The Goddess of Wine led a group of curious wine enthusiasts through a comparison of Old World wines and New World wines at the Fossil Wine Bar in the picturesque town of Atascadero last night.

Old World wine refers primarily to wine made in Europe but can also include other regions of the Mediterranean basin with long histories of winemaking such as North Africa and the Near East. The phrase is often used in contrast to New World wine which refers primarily to wines from New World wine regions such as the United States, Australia, South America and South Africa. 

The terminology is used to describe general differences in viticulture and winemaking philosophies between the Old World regions where tradition and the role of terroir lead versus the New World where science and the role of the winemaker are more often emphasized. 

In recent times, the globalization of wine and advent of flying winemakers have lessened the distinction between the two terms with winemakers in one region being able to produce wines that can display the traits of the other region—i.e. an "Old World style" wine being produced in a New World wine region like California or Chile, and vice versa.

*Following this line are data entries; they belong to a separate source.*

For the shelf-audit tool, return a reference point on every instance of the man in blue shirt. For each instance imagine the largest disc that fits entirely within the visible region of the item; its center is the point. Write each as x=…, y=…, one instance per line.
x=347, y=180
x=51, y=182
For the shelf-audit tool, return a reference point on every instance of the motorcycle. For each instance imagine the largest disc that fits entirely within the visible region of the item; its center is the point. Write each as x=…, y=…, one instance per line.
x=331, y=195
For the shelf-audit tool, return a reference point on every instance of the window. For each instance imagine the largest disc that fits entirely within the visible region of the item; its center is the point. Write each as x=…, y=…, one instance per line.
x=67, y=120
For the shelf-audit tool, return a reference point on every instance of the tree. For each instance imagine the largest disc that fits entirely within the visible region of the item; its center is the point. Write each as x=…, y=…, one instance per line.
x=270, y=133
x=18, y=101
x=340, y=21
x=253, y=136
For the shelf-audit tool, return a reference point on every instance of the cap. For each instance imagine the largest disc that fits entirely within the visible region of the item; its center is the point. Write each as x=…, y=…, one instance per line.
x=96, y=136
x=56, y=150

Do Old World wines taste different than New World wines? Yes, they often do. The differences in Old World and New World wines come from winemaking practices (tradition) and from the effect of the land and climate on the grapes (the “terroir”).

  • Old World wines are often described as tasting lighter, having less alcohol, having higher acidity, and tasting less fruity
  • New World wines are often described as tasting riper, having higher alcohol, having less acidity, and tasting fruitier

Friday, March 15, 2019

Tasting Spring Wines...

The Goddess of Wine and an enthusiastic group of tasters had some fun at the Morro Bay Wine Seller on March 13th. The idea was to introduce my students to wines with which they were probably not familiar, and that would be fun additions to a beautiful Spring season. So, what wines pair with lighter foods, afternoons on the patio, and tasty grilled foods?
  
NV Nino Franco ‘Rustico’ Prosecco Superiore, Valdobbiadene, Veneto, Italy – Prosecco is a sparkling white wine from north-eastern Italy, specifically the Veneto and Friuli-Venezia Giulia wine regions. It is also the informal name for the grape variety used to make these wines, which is known officially as Glera. Since July 2009, the name 'Prosecco' has been regulated and protected under DOC law, ensuring that wines labeled with the name come only from the specified areas of north-eastern Italy.

Sunday, February 3, 2019

The Goddess of Wine started a new program at the Morro Bay Wine Seller! Going forward, the last Wednesday of the month will be #WineWednesday #TastingBlind!

For our first blind tasting session on January 30th, we had an enthusiastic group of tasters. As in prior blind tasting classes, I provided aroma and tasting guidelines and grids. And as always, discoveries were made, 'aha' moments occurred, and many laughs were had.


Thursday, January 17, 2019

Recovering from the Holidays - Tasting Blind...

Setting up
The Goddess of Wine had a rambunctious crowd of tasters at the Morro Bay Wine Seller, all eager to test their sensory perceptions about wine. The initial 8 wines were bagged for security reasons, and #FirstAcolyte, JD, pre-poured all the wines before the class took their seats.

Everyone received tasting grids on which to write their notes, as well as aroma charts to help them with descriptors and vocabulary. The results were, as always, fun and interesting. Several individuals were delighted to discover their strengths; others realized they needed more practice.